Press Release by the Minister for Justice, Equality and Defence

Mr. Alan Shatter T.D.

20 November 2012

The Minister for Defence has accepted the recommendations of A Value for Money (VFM) Review of the Reserve Defence Force The Reserve Defence Force is comprised of the First Line Reserve, the Army Reserve (formerly an FCÁ) and the Naval Service Reserve (formerly an Slua Muirí).. The Minister has also accepted the proposed re-organisation of the Reserve Defence Force (RDF) arising in response to the VFM Review.

The Minister said: “The measures announced today set out a clear, realistic and viable direction for the future of the Reserve. A “Single Force” concept is at the heart of the new organisation. Permanent and Reserve Units will have closer working relations with Permanent Defence Force Units now having dedicated Reserve components, This will facilitate more effective training and improve capability into the future. Reservists will also have more opportunities to give practical assistance, in a voluntary unpaid capacity. Consolidation in a smaller number of locations has facilitated the retention of a countrywide presence. While the closure of many RDF locations is regrettable, the findings of the VFM and the reality of the resources available demanded reform. The Government values and appreciates the voluntary service of active members of the Reserve. The steps now being taken aim to ensure a viable Reserve that is appropriate for our requirements.

Commenting on the recommendations of the report, Lieutenant General Sean Mc Cann Chief of Staff said:

“I am acutely aware of the key strengths of the Reserve Defence Forces and the exceptional calibre and dedication of its members. Their contribution in terms of community volunteerism and military support to the State is significant. In order to guarantee the future viability of the Reserve, a radical and fundamental re-organisation is required in line with what is being implemented for the Permanent Defence Forces. When fully implemented, this plan will deliver a more effective Force who’s Permanent Soldiers are supported as appropriate by a credible and fit for purpose Reserve, as a single force.”

Note for Editors:

The VFM Review of the Reserve Defence Force was undertaken by an independently chaired Steering Committee comprised of representatives from the Department of Defence, the Defence Forces, and the Department of Public Expenditure and Reform. The full text of the Value for Money Review of the Reserve Defence Force can be viewed on the Department of Defence website

Revised organisational structures for the Army Reserve and Naval Service Reserve were prepared by a joint Civil-Military Group that had previously prepared the re-organisation proposals for the Permanent Defence Force. These were agreed by the Secretary General and Chief of Staff and approved by the Minister for Defence.

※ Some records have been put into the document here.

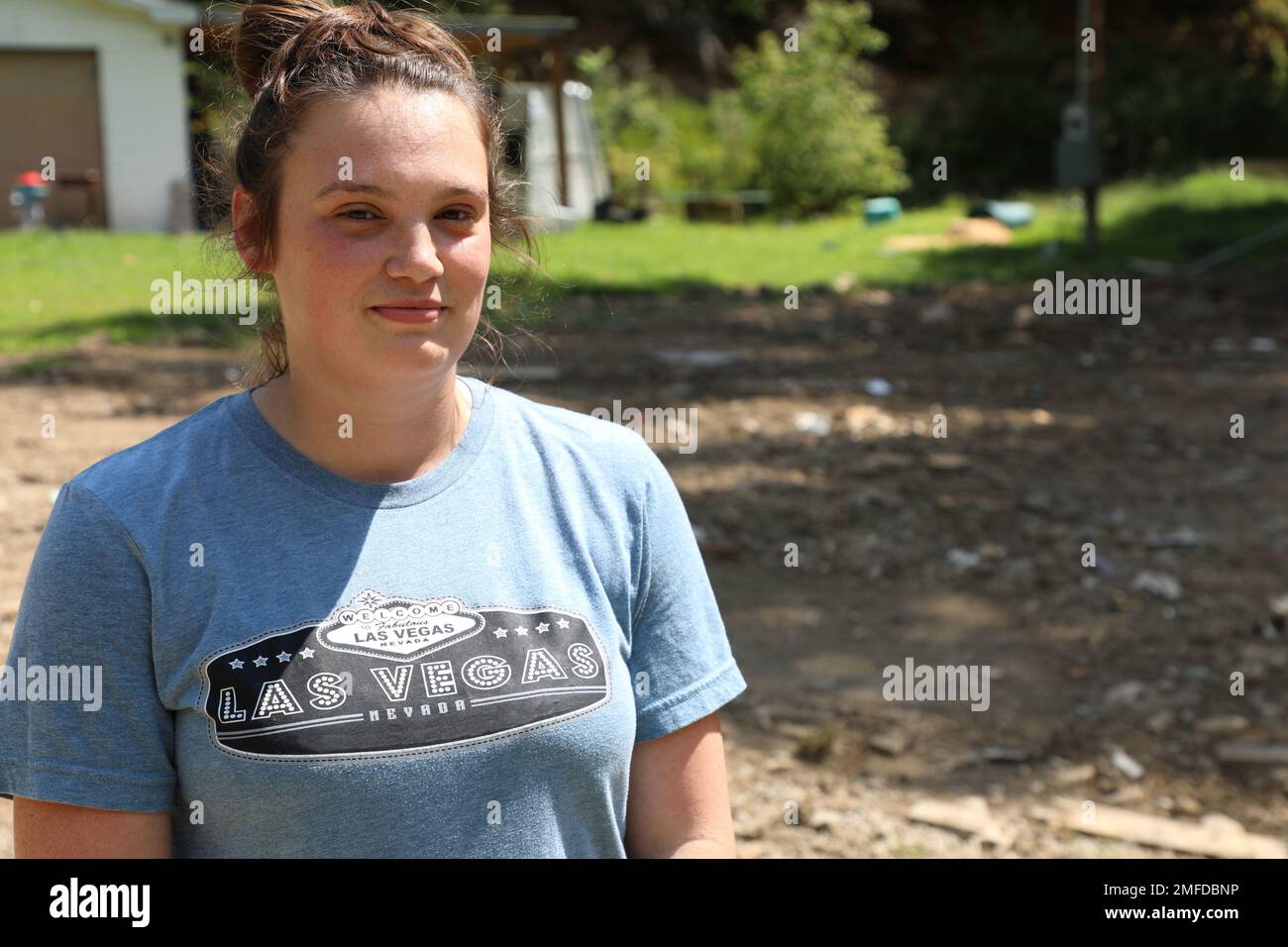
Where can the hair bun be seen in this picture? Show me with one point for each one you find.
(265, 29)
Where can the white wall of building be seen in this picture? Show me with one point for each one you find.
(142, 91)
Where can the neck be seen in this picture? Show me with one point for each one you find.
(381, 440)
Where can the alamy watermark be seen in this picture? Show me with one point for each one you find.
(77, 684)
(913, 682)
(656, 424)
(206, 296)
(1077, 296)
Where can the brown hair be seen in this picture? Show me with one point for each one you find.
(291, 54)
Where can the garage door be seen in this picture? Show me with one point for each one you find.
(50, 107)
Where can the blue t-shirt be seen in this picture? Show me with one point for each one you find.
(297, 664)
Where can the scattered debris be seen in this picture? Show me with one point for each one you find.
(1070, 776)
(811, 423)
(697, 359)
(969, 814)
(892, 744)
(1223, 725)
(1126, 692)
(1214, 835)
(877, 386)
(1270, 754)
(1158, 583)
(1006, 754)
(1183, 536)
(1126, 766)
(936, 312)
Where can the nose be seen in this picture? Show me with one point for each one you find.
(416, 257)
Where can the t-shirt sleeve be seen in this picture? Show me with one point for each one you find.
(681, 663)
(80, 718)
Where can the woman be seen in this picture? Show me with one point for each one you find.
(369, 607)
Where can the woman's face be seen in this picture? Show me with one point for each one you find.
(344, 248)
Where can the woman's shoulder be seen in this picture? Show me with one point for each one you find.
(558, 428)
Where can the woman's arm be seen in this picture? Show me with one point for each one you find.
(678, 804)
(54, 830)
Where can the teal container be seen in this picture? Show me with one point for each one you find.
(881, 209)
(1010, 213)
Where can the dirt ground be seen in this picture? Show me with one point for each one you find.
(1060, 431)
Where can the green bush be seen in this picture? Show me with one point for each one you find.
(816, 134)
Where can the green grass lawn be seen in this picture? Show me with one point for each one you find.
(58, 286)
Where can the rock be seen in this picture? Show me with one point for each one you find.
(698, 359)
(964, 560)
(1006, 754)
(1158, 583)
(1126, 692)
(1181, 536)
(1214, 835)
(1223, 725)
(948, 462)
(1160, 722)
(1070, 776)
(936, 312)
(892, 742)
(1126, 795)
(811, 423)
(969, 814)
(1126, 764)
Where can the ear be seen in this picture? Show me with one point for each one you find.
(246, 234)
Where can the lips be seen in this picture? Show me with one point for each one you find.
(413, 311)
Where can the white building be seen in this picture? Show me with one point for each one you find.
(98, 86)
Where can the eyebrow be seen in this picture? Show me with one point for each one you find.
(376, 191)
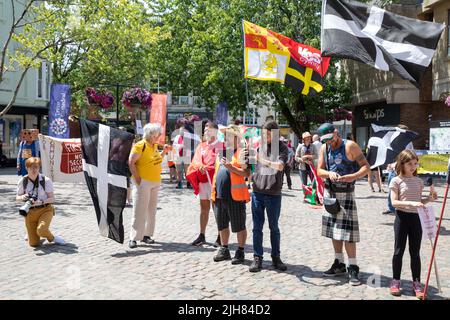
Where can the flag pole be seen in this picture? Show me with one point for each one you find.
(437, 237)
(246, 80)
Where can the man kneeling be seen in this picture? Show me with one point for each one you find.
(36, 191)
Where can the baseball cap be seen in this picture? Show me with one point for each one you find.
(326, 132)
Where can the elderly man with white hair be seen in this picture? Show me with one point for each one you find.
(145, 164)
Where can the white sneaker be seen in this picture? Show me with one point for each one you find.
(59, 240)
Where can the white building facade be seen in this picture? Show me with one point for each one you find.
(31, 106)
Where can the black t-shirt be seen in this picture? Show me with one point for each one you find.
(223, 183)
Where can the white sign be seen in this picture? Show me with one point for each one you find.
(139, 129)
(428, 222)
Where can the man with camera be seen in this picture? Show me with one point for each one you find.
(341, 163)
(36, 191)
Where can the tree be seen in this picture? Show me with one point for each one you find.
(30, 29)
(207, 37)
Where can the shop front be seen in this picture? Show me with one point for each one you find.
(12, 124)
(364, 116)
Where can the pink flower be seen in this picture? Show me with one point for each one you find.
(447, 101)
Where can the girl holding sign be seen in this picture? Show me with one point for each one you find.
(406, 194)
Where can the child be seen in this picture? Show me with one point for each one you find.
(406, 194)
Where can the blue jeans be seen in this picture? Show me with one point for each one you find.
(392, 175)
(272, 205)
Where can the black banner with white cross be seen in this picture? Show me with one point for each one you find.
(105, 165)
(379, 38)
(386, 143)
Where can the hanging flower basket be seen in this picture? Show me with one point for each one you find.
(447, 101)
(100, 99)
(137, 99)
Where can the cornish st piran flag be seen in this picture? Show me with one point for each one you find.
(105, 154)
(379, 38)
(386, 143)
(270, 56)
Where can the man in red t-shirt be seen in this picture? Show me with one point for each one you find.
(201, 172)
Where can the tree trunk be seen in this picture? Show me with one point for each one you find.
(295, 116)
(16, 91)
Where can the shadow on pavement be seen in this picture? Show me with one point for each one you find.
(68, 248)
(162, 247)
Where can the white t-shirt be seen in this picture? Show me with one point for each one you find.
(42, 194)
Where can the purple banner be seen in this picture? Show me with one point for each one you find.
(222, 113)
(58, 114)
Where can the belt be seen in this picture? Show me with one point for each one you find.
(41, 206)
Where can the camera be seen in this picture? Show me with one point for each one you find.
(23, 210)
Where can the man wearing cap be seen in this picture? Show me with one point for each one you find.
(305, 155)
(230, 194)
(341, 163)
(272, 157)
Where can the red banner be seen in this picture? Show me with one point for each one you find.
(158, 113)
(71, 158)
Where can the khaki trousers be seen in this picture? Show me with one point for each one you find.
(37, 223)
(145, 199)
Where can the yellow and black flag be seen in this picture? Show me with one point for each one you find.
(270, 56)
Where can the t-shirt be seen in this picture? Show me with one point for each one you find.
(42, 194)
(149, 164)
(408, 189)
(266, 179)
(223, 179)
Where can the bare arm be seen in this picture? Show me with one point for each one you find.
(321, 168)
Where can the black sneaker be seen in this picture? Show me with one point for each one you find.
(222, 254)
(337, 269)
(239, 257)
(199, 241)
(256, 265)
(132, 244)
(148, 240)
(353, 275)
(217, 243)
(278, 264)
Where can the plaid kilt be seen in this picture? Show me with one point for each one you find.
(344, 225)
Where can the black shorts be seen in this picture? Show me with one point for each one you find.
(227, 211)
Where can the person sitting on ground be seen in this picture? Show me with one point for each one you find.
(39, 190)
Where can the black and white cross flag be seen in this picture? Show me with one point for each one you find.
(386, 143)
(379, 38)
(105, 166)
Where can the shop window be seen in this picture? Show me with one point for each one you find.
(43, 80)
(250, 116)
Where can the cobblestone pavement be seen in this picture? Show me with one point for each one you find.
(93, 267)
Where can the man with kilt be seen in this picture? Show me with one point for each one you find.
(341, 163)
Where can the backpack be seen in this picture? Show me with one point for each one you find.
(25, 182)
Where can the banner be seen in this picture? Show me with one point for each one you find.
(58, 114)
(62, 160)
(222, 113)
(158, 114)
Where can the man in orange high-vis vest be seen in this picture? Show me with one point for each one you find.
(230, 194)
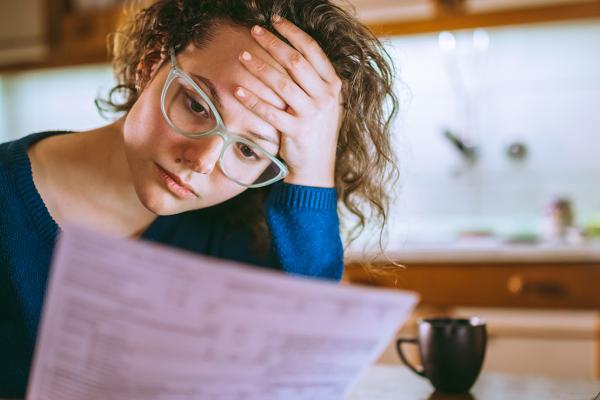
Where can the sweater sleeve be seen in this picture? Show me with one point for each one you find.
(305, 232)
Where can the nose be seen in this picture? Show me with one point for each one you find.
(201, 155)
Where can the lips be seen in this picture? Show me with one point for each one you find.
(176, 185)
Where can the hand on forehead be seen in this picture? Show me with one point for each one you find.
(218, 61)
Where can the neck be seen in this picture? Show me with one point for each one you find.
(107, 186)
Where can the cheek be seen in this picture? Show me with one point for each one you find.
(144, 128)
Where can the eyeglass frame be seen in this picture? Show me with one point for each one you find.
(219, 130)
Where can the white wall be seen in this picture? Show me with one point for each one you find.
(52, 99)
(539, 85)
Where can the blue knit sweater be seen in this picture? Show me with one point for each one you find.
(302, 220)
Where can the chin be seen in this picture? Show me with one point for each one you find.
(159, 203)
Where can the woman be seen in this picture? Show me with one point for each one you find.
(244, 123)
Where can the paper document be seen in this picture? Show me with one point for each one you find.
(129, 320)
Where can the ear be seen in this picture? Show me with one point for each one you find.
(148, 66)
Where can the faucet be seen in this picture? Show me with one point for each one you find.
(468, 152)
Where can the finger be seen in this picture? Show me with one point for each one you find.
(292, 60)
(308, 46)
(281, 83)
(263, 91)
(280, 120)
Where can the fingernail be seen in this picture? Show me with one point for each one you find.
(258, 30)
(246, 56)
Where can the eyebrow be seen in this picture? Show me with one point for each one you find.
(215, 95)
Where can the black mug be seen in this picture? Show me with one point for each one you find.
(451, 350)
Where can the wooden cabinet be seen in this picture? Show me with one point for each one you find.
(532, 288)
(70, 37)
(392, 17)
(522, 285)
(539, 312)
(23, 31)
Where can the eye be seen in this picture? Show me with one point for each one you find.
(198, 108)
(247, 151)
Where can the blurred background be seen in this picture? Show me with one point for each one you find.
(498, 136)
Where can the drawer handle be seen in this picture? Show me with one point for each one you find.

The key findings and response to the recommendations relating to a re-organisation of the Army Reserve and Naval Service Reserve are set out below.

Key Issues identified in the VFM

The estimated costs associated with the Reserve Defence Force for 2012 stands at €22m. The annual cost of the Reserve peaked at €35.9 million in 2008 and had been reduced to €23.4 million in 2011. Implementation of the VFM will not only result in a more capable and better trained RDF, but will also effect an annual saving estimated at €11m.

The VFM Review concluded that retaining the existing organisational structures of the RDF was no longer sustainable or viable.

At 4,554 personnel, the number of members of the Army Reserve and Naval Service Reserve deemed effective at the end of 2011 was less than half that for which the organisation was designed. In October 2005 new organisational structures were introduced for the RDF based on a strength of 9,692 personnel. However, at no time from 2006 onwards has this strength level been attainable.

Of these 4,554 in turn, the review found that approximately half were not undertaking the training necessary to maintain required capability. In 2011, only 2,010 members of the Reserve participated in the unpaid and 7 days paid training required to maintain necessary capabilities and these members were also paid a gratuity at an average cost of €352 per individual.

These factors led the Steering Committee to recommend that the Reserve be re-organised with a smaller number of full strength Units.

Recommendation regarding re-organisation

The Steering Committee recommended an Army Reserve and Naval Service Reserve based on a total strength ceiling of 4,000 personnel, (3,800 personnel Army Reserve and 200 personnel Naval Service Reserve), subject to existing organisational structures being revised.

In order to provide sufficient paid training days to sustain this strength, the Steering Committee recommended the withdrawal of gratuities from members of the Reserve and a re-allocation of the budgetary provision for gratuities of €0.9 million to provide sufficient paid training days for members of the Reserve.

Key points are:

· A new “Single Force” concept will see PDF Units having Reserve components, rather than a separate stand-alone Reserve.

· A geographic spread for the Reserve will be achieved between existing Permanent Defence Force locations and the retention of 16 external locations. The locations of the new Reserve Units are set out on the attached map. This consolidation into an effective organisation will entail the amalgamation and closure of Units throughout the country. Recruitment is also envisaged where this is necessary to achieve the numbers required in particular locations.

· The strength of the Army Reserve and Naval Service Reserve will be reduced from its current 4,500 personnel to 4,069 personnel. This will be achieved through natural turnover. Implementation of the new organisational structures will require participation and flexibility from existing Reserve personnel.

· The Naval Service Reserve of 200 personnel and be based in four locations. The locations of the new Reserve Units are set out on the attached map.

· The number of PDF personnel available to work full-time with the Army Reserve and Naval Service Reserve is being reduced from the current 261 PDF personnel to 57 full time PDF personnel. Additional support will be provided from PDF Units.

· Implementation of the re-organisation, including regulatory provision for the new Reserve organisation, will be progressed in tandem with the broader re-organisation of the PDF. As with the PDF, there will be an implementation process to achieve the transition from current structures to the new structures. In the intervening period, the military authorities will ensure the continuity of Reserve training.